CNN reporter John Sutter is doing something quite novel in today’s media: he’s traveling to Oklahoma to understand how people skeptical of man-made global warming think.
At a time when activists and even climate scientists are refusing to debate skeptics in the media, and news outlets are excluding skeptical perspectives from letters, op-eds and news stories, Sutter is looking to “understand where they’re coming from” and “to lend an open, honest ear, to hear their stories, and to get a better sense of why this issue continues to divide too many of us.”
Sutter will travel to Woodward County, Oklahoma — the most skeptical county in the U.S., according to pollsters — and spend the week talking to global warming skeptics.
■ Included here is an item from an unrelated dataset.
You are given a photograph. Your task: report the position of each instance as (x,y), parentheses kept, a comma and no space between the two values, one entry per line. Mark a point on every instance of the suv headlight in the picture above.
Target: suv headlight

About one-third of people in Woodward County say global warming isn’t happening, and of those who say it is happening, about 42 percent say it’s not man-made.
“It would be far easier to pretend climate skepticism doesn’t exist in the United States — but that also would be untrue,” Sutter wrote, going against the mantra shared by many activists that skeptics should be shunned.
“My hunch — and my hope — is that by talking with skeptics, and by honestly listening to their life stories and points of view, there will be something to learn about how we can move on as a country together,” Sutter added. “I’m a person who believes swift action is needed to blunt the potentially devastating effects of climate change. But I also understand that not everyone sees it that way. I’m genuinely curious to try to understand how the ‘other side’ thinks.”
Sutter’s plan to talk to skeptics for a week was not welcomed by the so-called “warmist” community — those who believe global warming is man-made and will be catastrophic if carbon dioxide emissions aren’t reduced.
“Polls show most people get it, overall, so I think we need to shift the conversation to solutions,” said Naomi Oreskes, a Harvard University history professor who wrote the book “Merchants of Doubt,” which claims skeptics are using tobacco industry tactics to spread global warming denial.
“Fussing about (honest) skeptics seems to me to be basically barking up the wrong tree,” she said.
“Engagement of so-called skeptics is ill-advised,” Stephan Lewandowsky, a psychologist at the University of Bristol in the UK, told Sutter. “It is a hopeless task to try to talk to them and change their minds.”
Lewandowsky recently got a paper republished on the “the role of conspiracist ideation in climate denial” after it was initially retracted over concerns it exposed the journal it was published in to defamation suits. It was recently republished in another academic journal.